If you live on the West Coast and know anything about fish....these are at best farmed steelhead.
It’s wild salmon or no salmon at all.
I for one, can’t stand Salmon, unless it’s Sushi.
I love the use of the fish water to grow plants. But farming salmon takes all the health right out of them. They don’t have the omega 3s the wild ones have.
Is this getting to the franken~salmon now ? I hear it is now legal ((
Just in time for the next ice age to kick in,
unless they’re feeding these salmon fish meal from wild-caught fish, algae, or plankton, then these farm-raised fish will contain zero omega-3 fish oil, and you might as well just eat chicken, pork, or beef.
I hope they feed the plants supplemental nutrition over and beyond just fish waste.
A relative grew catfish and recycled the water though a hydroponic garden. The tomatoes tasted horrible.

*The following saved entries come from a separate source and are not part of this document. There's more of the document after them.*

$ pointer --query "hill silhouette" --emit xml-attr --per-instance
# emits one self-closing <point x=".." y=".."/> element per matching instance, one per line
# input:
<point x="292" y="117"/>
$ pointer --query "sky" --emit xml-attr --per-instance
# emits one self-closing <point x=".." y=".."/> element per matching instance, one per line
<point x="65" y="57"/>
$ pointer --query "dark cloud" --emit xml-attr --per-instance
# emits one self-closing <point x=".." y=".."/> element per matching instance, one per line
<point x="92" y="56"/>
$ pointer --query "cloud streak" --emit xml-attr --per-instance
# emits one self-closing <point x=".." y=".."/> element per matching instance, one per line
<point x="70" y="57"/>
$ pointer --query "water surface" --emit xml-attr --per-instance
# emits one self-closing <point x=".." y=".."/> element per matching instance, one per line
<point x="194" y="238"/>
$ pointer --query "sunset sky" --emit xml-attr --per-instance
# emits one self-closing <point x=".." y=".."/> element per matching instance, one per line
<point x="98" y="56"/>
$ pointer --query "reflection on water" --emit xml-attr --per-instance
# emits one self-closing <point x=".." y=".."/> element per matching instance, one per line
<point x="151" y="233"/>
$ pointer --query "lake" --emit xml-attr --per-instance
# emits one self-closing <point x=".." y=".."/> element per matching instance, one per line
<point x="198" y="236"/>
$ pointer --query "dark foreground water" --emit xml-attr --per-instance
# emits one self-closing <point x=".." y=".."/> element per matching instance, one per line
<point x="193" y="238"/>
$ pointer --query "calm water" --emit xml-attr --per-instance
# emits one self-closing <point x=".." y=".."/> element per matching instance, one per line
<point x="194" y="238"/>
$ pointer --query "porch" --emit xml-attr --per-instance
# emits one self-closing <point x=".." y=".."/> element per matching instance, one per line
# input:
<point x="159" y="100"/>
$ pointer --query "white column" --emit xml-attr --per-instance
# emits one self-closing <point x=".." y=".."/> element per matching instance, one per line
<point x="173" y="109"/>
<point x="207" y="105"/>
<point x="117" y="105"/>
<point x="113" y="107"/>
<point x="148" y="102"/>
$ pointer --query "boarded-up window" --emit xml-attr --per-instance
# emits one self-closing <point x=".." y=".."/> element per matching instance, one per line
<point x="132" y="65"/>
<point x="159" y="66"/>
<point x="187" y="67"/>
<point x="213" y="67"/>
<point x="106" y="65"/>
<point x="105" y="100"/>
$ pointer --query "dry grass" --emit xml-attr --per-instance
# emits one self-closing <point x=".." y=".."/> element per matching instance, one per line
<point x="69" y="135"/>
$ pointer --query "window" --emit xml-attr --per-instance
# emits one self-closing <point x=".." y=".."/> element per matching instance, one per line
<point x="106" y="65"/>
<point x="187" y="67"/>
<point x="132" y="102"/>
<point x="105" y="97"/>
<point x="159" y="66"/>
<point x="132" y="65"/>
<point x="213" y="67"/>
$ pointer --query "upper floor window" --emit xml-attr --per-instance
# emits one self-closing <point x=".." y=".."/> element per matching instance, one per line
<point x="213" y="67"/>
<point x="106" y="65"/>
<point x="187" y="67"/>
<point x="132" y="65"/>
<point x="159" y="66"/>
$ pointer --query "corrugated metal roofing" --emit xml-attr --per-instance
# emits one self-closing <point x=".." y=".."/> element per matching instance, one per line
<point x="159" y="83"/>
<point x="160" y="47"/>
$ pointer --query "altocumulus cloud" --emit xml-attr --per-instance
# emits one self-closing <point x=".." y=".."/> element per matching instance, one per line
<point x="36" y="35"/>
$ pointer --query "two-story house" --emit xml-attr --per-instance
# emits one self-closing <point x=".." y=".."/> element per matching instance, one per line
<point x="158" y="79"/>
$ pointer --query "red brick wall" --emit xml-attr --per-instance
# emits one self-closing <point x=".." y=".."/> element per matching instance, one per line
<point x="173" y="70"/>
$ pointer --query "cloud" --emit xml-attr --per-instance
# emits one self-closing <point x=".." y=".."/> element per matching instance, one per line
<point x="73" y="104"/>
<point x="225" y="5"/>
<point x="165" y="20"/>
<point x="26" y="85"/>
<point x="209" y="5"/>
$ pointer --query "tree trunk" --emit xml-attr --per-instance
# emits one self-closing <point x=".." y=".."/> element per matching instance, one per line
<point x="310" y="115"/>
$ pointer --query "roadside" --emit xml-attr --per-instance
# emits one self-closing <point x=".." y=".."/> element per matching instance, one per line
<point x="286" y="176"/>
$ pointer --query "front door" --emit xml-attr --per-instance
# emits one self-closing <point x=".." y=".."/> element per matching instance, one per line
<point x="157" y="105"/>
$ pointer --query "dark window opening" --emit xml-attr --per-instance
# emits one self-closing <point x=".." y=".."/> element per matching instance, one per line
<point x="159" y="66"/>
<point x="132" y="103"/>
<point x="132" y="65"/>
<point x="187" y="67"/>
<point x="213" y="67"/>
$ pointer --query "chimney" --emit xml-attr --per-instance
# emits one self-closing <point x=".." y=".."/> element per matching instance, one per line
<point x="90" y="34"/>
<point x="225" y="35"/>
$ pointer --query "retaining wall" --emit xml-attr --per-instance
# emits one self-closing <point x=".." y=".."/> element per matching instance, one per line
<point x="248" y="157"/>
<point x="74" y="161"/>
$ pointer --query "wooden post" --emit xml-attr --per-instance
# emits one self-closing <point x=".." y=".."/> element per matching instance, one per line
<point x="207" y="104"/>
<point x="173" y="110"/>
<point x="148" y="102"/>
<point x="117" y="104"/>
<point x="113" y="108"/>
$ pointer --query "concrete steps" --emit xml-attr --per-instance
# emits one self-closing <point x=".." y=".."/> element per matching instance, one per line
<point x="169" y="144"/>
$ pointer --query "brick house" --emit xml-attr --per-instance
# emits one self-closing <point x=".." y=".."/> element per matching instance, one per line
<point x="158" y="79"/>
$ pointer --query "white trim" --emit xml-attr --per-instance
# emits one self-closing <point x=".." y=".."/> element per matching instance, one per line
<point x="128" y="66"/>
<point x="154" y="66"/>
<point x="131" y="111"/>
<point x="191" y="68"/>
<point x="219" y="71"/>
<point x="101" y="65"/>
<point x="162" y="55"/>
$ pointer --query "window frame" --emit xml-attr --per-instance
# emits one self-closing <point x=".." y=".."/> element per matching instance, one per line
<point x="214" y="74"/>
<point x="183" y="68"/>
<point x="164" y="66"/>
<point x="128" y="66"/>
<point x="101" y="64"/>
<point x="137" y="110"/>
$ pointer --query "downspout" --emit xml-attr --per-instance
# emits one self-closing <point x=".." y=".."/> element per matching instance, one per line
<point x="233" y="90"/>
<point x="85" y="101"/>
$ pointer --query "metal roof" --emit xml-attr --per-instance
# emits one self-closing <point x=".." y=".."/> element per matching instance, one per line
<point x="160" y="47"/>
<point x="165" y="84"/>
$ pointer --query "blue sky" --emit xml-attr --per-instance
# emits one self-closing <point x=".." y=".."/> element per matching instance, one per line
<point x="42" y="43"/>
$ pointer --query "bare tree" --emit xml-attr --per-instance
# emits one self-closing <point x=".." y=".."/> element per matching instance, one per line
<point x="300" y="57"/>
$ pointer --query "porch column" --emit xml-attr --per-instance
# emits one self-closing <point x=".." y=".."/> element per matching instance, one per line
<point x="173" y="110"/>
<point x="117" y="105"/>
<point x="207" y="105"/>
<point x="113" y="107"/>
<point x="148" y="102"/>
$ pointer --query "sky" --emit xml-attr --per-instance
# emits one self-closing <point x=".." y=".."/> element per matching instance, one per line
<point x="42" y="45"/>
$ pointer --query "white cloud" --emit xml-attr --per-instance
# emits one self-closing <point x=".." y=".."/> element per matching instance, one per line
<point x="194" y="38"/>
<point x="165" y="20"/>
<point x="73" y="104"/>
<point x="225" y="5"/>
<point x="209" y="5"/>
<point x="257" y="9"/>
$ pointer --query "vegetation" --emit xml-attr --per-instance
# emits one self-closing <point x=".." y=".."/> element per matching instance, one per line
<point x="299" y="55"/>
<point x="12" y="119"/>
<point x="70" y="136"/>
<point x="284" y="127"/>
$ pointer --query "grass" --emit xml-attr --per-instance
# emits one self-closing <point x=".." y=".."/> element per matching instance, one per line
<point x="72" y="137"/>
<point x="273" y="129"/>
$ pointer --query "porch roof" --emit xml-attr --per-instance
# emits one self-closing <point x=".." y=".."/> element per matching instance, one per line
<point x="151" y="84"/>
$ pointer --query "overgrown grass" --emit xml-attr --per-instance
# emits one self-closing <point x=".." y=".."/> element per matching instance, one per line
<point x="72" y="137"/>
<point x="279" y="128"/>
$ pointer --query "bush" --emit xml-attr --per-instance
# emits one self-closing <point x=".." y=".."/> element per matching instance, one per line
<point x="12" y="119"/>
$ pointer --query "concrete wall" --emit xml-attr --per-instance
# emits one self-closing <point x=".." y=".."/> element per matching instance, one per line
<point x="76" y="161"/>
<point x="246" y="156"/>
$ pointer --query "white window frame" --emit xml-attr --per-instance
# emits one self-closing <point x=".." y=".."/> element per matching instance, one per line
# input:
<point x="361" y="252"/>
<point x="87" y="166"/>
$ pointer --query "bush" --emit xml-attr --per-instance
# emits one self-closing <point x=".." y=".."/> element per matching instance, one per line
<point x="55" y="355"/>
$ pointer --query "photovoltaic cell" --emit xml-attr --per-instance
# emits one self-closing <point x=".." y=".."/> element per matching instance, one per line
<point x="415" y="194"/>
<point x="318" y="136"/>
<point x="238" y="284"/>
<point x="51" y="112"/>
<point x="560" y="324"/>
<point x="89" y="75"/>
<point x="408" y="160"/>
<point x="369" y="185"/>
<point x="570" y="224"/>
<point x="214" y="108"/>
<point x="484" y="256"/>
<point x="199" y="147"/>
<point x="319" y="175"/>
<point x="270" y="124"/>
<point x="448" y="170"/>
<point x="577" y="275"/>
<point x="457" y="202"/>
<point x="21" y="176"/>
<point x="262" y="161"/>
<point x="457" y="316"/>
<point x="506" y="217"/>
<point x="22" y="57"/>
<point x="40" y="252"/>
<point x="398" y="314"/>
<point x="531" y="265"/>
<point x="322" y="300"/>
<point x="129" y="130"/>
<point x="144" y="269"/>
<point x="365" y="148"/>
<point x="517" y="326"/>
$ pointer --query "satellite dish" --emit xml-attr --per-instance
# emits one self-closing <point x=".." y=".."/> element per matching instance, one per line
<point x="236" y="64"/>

With all the radiation contammination from Fukashima this will be about the only way to ensure your fish is safe. Fukashima is getting ready to dump another 700,000 gallons of radioactive water into the ocean, rather than store it.
I think the ‘first of its kind’ hype applies to the hydroponic fish & feed waste disposal - a recycle system.
Other than that its the same food dyed, chemical, and drugged inferior fish. Also inedible unless caught in the wild.
These fish are predators - they eat the juveniles of other fish in the wild. This is all well and good as long as they are in their native Atlantic environment, but transport them to the West Coast or to the Great Lakes is asking for disaster.
Currently, there was a storm that broke an Atlantic salmon pen lose under suspicious circumstances in Washington State, releasing 350,000 Atlantics into the wild. Washington State now faces a crisis as these fish will destroy runs native salmon: Coho, Chinook, Pink, Chum, and Sockeye. They will bred, making the natives extinct.
Some history: The Salmon in the Great Lakes are Washington State fish originally taken from the Skagit river runs when Washington State illegal sold eyed-eggs (fertile) to the surrounding states. Commercial salmon fishermen in WA were subsequently blamed for the short fall and forbidden to fish when these stocks might be present in the state designated fishing areas of Puget Sound; the result was that other runs for different rivers were under harvested and the spawning grounds overcrowded, leading to a short fall in those runs as well.
Now due to the greed of the fish farming industry, they have brought their mess the the Great Lakes. Love the hype ‘hydroponics’ O so sustainable ...
When one of these pens suffers a failure ( and they will) brought on by storm, poor maintenance, or deliberate destruction (as is likely the case in WA for the insurance), those Great Lakes Salmon, nee Skagit River, will begin to disappear until the Lakes see the battle between Atlantic Salmon and Asian Carp for supremacy.
What am I missing here? 40,000 square feet of Salmon ponds is 0.9184 acres. That’s supposed to carry 120,000 lbs. of Salmon? That’s 3 lbs. of salmon (I don’t know how large each fish is) per square foot of water. By comparison, in a catfish pond with aeration and artificial feeding, one MIGHT be able to go to 2000 x 2 lb. fish (4000 lbs.) per acre.
“Nutrient-rich” water for the plants, indeed.